No quantitative benchmark figures are claimed anywhere in the project. The README, CONTRIBUTING.md, and all skill definition files are explicit that the tool’s value proposition is developer comprehension and onboarding, not token reduction. The following qualitative properties are claimed:

ClaimSource
Incremental updates (only changed files re-analyzed)README.md
Parallel file analysis (up to 5 concurrent agents, 20–30 files/batch)Skill SKILL.md
Multi-platform: Claude Code, Cursor, Codex, Gemini CLI, VS Code + Copilot, OpenCode, Antigravity, Pi Agent, OpenClaw (10 platforms)README.md compatibility table
8,081 GitHub starsREADME.md / GitHub

The incremental update mechanism is verified from source: staleness.ts implements getChangedFiles() via git diff <lastCommitHash>..HEAD --name-only and per-file content fingerprinting (fingerprints.json). No latency or throughput figures accompany this claim.

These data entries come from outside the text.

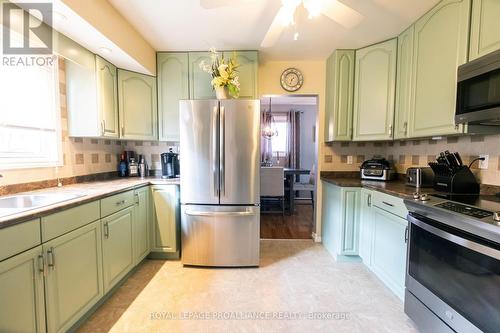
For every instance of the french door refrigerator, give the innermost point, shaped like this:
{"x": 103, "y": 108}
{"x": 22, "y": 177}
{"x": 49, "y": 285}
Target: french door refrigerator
{"x": 220, "y": 182}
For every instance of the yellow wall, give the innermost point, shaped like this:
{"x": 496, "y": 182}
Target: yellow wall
{"x": 105, "y": 18}
{"x": 314, "y": 83}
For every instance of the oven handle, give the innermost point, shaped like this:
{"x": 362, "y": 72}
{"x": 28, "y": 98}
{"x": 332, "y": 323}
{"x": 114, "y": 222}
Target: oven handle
{"x": 490, "y": 252}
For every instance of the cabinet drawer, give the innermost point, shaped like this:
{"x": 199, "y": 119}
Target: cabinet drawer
{"x": 70, "y": 219}
{"x": 18, "y": 238}
{"x": 116, "y": 202}
{"x": 390, "y": 203}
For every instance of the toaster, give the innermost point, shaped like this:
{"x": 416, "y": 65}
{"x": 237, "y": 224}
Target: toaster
{"x": 377, "y": 169}
{"x": 420, "y": 177}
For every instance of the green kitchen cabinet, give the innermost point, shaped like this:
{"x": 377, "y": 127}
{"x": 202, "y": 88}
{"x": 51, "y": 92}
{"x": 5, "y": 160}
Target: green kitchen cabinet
{"x": 248, "y": 62}
{"x": 137, "y": 106}
{"x": 389, "y": 249}
{"x": 165, "y": 230}
{"x": 173, "y": 85}
{"x": 340, "y": 221}
{"x": 339, "y": 96}
{"x": 485, "y": 28}
{"x": 365, "y": 226}
{"x": 141, "y": 224}
{"x": 199, "y": 81}
{"x": 73, "y": 282}
{"x": 440, "y": 46}
{"x": 22, "y": 305}
{"x": 374, "y": 91}
{"x": 403, "y": 83}
{"x": 117, "y": 246}
{"x": 107, "y": 97}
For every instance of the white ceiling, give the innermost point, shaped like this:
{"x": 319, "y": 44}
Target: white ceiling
{"x": 183, "y": 25}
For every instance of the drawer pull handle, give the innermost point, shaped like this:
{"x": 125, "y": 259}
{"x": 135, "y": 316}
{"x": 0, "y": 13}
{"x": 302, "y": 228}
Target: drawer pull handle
{"x": 51, "y": 258}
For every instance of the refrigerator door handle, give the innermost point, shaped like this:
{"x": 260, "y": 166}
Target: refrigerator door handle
{"x": 208, "y": 213}
{"x": 215, "y": 149}
{"x": 222, "y": 151}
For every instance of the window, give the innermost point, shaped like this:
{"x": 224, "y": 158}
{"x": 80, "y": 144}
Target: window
{"x": 29, "y": 116}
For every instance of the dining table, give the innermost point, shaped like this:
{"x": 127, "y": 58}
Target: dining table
{"x": 292, "y": 175}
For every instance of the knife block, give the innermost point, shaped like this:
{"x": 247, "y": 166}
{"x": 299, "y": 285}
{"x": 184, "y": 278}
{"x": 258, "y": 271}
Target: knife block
{"x": 454, "y": 180}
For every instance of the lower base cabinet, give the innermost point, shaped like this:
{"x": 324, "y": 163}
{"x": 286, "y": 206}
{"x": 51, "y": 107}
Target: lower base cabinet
{"x": 165, "y": 231}
{"x": 117, "y": 246}
{"x": 388, "y": 260}
{"x": 22, "y": 302}
{"x": 73, "y": 282}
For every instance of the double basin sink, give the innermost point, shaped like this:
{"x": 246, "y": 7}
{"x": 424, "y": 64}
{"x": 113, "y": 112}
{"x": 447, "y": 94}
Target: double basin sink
{"x": 19, "y": 203}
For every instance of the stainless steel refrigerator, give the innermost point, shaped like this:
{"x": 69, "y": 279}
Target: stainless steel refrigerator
{"x": 220, "y": 182}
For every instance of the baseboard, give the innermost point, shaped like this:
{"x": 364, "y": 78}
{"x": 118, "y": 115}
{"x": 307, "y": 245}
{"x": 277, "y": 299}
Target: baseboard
{"x": 316, "y": 238}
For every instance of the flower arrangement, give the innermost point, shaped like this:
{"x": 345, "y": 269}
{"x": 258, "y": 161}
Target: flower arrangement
{"x": 224, "y": 74}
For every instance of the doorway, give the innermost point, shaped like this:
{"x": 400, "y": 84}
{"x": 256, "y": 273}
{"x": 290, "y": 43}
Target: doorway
{"x": 289, "y": 149}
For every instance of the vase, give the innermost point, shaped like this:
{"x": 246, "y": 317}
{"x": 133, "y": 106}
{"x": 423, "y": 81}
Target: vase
{"x": 222, "y": 93}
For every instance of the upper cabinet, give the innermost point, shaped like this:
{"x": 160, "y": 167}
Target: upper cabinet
{"x": 247, "y": 71}
{"x": 403, "y": 83}
{"x": 374, "y": 89}
{"x": 339, "y": 96}
{"x": 137, "y": 106}
{"x": 485, "y": 28}
{"x": 107, "y": 97}
{"x": 200, "y": 87}
{"x": 173, "y": 85}
{"x": 440, "y": 46}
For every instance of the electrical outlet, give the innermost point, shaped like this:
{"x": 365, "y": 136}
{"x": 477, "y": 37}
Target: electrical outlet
{"x": 484, "y": 164}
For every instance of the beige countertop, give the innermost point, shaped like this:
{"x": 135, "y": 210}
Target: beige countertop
{"x": 87, "y": 192}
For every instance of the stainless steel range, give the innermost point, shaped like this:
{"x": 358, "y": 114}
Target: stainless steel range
{"x": 453, "y": 266}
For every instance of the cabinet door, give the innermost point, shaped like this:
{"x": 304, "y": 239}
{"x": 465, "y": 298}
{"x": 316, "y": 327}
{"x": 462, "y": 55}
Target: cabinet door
{"x": 365, "y": 227}
{"x": 403, "y": 83}
{"x": 248, "y": 67}
{"x": 350, "y": 222}
{"x": 164, "y": 235}
{"x": 340, "y": 76}
{"x": 485, "y": 28}
{"x": 440, "y": 46}
{"x": 22, "y": 306}
{"x": 141, "y": 224}
{"x": 389, "y": 249}
{"x": 107, "y": 95}
{"x": 374, "y": 89}
{"x": 137, "y": 106}
{"x": 199, "y": 81}
{"x": 173, "y": 86}
{"x": 118, "y": 257}
{"x": 73, "y": 281}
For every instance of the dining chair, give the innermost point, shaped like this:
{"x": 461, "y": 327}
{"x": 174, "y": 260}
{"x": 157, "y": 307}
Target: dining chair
{"x": 272, "y": 186}
{"x": 307, "y": 186}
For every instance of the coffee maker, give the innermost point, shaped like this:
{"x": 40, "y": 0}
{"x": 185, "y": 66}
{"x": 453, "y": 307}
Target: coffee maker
{"x": 170, "y": 164}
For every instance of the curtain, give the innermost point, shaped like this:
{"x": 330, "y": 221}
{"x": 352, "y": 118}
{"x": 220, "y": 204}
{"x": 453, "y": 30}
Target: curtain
{"x": 266, "y": 147}
{"x": 293, "y": 139}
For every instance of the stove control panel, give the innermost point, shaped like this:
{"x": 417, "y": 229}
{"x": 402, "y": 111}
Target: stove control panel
{"x": 463, "y": 209}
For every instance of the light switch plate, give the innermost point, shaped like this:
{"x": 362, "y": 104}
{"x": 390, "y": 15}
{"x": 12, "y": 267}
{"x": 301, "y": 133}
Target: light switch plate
{"x": 484, "y": 164}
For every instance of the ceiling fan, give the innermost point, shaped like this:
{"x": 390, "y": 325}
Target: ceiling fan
{"x": 333, "y": 9}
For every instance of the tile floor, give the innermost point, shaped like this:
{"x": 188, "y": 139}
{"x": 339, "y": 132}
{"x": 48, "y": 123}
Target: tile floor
{"x": 295, "y": 277}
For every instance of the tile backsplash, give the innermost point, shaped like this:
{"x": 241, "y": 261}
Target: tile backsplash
{"x": 417, "y": 153}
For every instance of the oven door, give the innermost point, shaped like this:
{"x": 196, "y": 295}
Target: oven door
{"x": 455, "y": 274}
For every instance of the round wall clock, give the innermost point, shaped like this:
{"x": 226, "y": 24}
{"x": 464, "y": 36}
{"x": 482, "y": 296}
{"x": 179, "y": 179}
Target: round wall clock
{"x": 291, "y": 79}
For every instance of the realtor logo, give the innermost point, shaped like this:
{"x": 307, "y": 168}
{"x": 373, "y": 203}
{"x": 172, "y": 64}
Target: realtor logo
{"x": 31, "y": 29}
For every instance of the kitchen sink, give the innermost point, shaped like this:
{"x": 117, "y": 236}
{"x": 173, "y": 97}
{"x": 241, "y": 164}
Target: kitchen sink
{"x": 19, "y": 203}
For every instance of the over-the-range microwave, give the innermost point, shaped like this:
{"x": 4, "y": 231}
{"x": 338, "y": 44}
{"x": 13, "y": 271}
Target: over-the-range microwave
{"x": 478, "y": 91}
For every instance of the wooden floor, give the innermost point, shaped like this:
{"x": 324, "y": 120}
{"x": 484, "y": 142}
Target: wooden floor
{"x": 296, "y": 226}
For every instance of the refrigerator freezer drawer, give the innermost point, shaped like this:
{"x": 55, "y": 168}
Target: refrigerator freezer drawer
{"x": 220, "y": 235}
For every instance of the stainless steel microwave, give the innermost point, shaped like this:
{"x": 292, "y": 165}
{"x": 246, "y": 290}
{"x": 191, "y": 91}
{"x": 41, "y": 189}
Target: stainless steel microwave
{"x": 478, "y": 91}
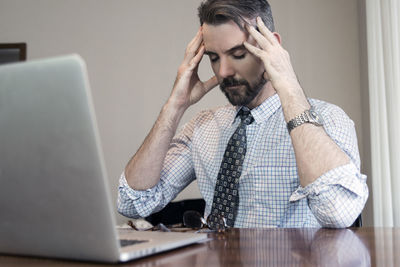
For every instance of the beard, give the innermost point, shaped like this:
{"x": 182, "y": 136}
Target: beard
{"x": 238, "y": 96}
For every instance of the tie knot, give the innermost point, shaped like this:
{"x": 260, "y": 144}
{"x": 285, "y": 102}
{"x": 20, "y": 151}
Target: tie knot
{"x": 245, "y": 116}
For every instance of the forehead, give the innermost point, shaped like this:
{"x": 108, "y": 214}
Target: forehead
{"x": 222, "y": 37}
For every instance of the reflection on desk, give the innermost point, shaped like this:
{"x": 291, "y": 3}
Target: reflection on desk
{"x": 269, "y": 247}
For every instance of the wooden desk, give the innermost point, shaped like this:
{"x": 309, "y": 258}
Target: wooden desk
{"x": 269, "y": 247}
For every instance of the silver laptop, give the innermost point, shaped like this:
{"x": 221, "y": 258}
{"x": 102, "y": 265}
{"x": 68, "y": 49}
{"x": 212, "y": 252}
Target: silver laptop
{"x": 54, "y": 193}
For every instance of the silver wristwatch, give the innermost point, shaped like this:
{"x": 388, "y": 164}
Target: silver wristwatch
{"x": 308, "y": 116}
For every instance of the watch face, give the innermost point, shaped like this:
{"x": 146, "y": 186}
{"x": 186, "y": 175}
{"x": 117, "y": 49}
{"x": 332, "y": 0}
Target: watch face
{"x": 316, "y": 116}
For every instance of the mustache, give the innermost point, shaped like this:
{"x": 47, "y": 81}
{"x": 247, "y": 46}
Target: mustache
{"x": 228, "y": 82}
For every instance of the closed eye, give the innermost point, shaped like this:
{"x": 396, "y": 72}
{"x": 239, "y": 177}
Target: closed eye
{"x": 239, "y": 56}
{"x": 213, "y": 58}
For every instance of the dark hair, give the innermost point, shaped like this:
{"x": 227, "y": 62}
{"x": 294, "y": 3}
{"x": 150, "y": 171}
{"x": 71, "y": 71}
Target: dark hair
{"x": 216, "y": 12}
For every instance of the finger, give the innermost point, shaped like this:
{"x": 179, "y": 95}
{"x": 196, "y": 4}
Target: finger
{"x": 260, "y": 39}
{"x": 194, "y": 62}
{"x": 254, "y": 50}
{"x": 265, "y": 31}
{"x": 211, "y": 83}
{"x": 194, "y": 45}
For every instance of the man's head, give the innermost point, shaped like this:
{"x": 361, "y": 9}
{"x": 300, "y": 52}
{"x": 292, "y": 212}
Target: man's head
{"x": 239, "y": 73}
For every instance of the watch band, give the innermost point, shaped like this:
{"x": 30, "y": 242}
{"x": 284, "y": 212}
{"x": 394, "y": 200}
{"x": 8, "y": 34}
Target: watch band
{"x": 308, "y": 116}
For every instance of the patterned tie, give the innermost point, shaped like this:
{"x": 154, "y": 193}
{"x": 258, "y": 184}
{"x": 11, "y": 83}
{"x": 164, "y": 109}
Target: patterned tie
{"x": 226, "y": 193}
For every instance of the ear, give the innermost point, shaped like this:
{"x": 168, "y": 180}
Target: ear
{"x": 277, "y": 36}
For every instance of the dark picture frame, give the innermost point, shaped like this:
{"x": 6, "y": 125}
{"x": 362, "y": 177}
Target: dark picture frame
{"x": 12, "y": 52}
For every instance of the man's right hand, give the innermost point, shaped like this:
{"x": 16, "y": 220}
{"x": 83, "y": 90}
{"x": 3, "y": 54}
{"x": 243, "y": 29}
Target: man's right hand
{"x": 143, "y": 170}
{"x": 188, "y": 88}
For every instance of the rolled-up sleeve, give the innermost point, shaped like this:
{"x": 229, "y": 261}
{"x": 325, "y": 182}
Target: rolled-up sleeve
{"x": 176, "y": 174}
{"x": 338, "y": 196}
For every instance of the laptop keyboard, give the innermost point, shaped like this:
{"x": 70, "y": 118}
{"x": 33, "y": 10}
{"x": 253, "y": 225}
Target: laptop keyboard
{"x": 130, "y": 242}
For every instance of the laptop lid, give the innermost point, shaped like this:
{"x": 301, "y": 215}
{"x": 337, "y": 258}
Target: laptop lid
{"x": 54, "y": 198}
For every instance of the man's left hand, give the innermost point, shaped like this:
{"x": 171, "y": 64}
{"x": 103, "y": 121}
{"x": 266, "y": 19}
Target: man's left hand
{"x": 278, "y": 67}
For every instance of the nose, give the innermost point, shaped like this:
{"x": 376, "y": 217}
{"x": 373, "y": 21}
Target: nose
{"x": 225, "y": 69}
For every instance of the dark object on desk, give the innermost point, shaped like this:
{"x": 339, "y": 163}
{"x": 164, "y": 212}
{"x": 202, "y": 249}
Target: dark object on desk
{"x": 12, "y": 52}
{"x": 173, "y": 212}
{"x": 357, "y": 222}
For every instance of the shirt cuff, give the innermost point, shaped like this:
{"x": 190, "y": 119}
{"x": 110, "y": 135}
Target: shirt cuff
{"x": 133, "y": 194}
{"x": 347, "y": 176}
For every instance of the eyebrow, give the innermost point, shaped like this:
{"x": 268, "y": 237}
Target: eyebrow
{"x": 229, "y": 51}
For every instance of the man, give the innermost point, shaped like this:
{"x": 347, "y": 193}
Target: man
{"x": 273, "y": 158}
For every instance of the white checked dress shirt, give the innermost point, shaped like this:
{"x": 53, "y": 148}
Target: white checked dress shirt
{"x": 269, "y": 187}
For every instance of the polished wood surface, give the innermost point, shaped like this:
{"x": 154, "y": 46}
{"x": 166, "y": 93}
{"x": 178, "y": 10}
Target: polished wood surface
{"x": 269, "y": 247}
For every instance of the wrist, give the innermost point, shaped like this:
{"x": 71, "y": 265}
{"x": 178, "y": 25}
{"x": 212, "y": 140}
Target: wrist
{"x": 294, "y": 102}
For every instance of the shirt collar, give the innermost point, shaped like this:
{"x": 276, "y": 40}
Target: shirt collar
{"x": 265, "y": 110}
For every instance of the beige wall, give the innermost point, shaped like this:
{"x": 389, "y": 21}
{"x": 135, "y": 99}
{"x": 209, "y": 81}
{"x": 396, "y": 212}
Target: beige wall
{"x": 133, "y": 49}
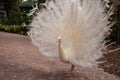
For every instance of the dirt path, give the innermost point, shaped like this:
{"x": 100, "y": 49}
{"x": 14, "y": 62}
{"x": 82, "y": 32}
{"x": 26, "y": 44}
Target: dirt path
{"x": 20, "y": 60}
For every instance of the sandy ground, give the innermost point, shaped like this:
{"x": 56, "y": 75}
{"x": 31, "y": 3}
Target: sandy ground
{"x": 20, "y": 60}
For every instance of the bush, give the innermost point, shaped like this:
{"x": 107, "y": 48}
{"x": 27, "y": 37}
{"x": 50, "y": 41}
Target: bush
{"x": 14, "y": 29}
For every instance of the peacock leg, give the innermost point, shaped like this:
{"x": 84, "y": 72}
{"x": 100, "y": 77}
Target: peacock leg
{"x": 72, "y": 68}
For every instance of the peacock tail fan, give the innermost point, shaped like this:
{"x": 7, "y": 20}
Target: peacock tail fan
{"x": 81, "y": 24}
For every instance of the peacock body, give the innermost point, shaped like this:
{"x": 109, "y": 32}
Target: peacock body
{"x": 80, "y": 25}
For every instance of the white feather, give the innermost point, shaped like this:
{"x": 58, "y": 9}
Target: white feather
{"x": 81, "y": 24}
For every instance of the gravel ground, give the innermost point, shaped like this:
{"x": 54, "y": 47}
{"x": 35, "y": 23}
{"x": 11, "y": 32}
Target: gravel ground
{"x": 20, "y": 60}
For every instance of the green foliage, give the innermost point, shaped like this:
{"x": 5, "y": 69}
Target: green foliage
{"x": 4, "y": 19}
{"x": 19, "y": 18}
{"x": 14, "y": 29}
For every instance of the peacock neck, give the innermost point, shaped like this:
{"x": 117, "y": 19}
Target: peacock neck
{"x": 62, "y": 55}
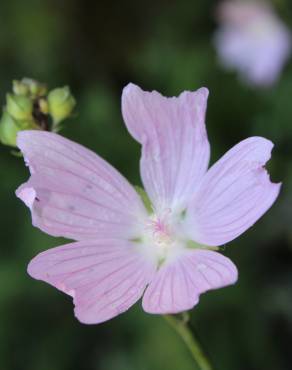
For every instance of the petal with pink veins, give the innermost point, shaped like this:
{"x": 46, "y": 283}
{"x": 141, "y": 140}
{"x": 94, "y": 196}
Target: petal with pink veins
{"x": 74, "y": 193}
{"x": 235, "y": 192}
{"x": 178, "y": 284}
{"x": 105, "y": 277}
{"x": 175, "y": 147}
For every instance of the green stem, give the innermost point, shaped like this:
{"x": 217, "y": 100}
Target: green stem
{"x": 182, "y": 328}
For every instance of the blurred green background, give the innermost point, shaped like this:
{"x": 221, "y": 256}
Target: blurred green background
{"x": 97, "y": 48}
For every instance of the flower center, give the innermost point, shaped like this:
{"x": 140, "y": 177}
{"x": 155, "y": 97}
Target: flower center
{"x": 161, "y": 233}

The tool is a developer comprehension dashboard. Its outputs — interactive knowledge graph, guided tours, domain ontology, persona-adaptive UI — are qualitative. There is no scalar metric (token reduction, time saved, error rate) that the project attempts to quantify, and no gold-standard corpus against which comprehension quality could be measured.

The only numeric constraint in the pipeline is the >100 files gate in the SKILL.md, which prompts user confirmation before proceeding — an implicit acknowledgment that large codebases incur significant LLM API cost.


To assess the tool’s stated goal of reducing developer onboarding time, a benchmark would need:

  1. A study cohort of developers working on an unfamiliar codebase, split into control (unassisted) and treatment (Understand-Anything dashboard) groups.
  2. Task completion time and error rate for a set of navigation/comprehension tasks.
  3. LLM API cost per full analysis run, measured at batch granularity.
  4. Incremental rebuild cost after a representative set of commits.

None of these exist. The tool has no equivalent to a token-savings harness.


Terminal window
cd tools/lum1104-understand-anything/understand-anything-plugin
pnpm install
pnpm --filter "@understand-anything/skill" run test

Expected output: vitest run of 4 test files (context-builder, diff-analyzer, explain-builder, onboard-builder). All tests operate on synthetic in-memory fixtures. No LSP, no LLM API calls, no graph build.

Terminal window
cd tools/lum1104-understand-anything
node scripts/generate-large-graph.mjs
# Generates a 3,000-node synthetic knowledge-graph.json
# Open understand-anything-plugin/packages/dashboard with a local dev server to inspect rendering

This does not exercise the analysis pipeline.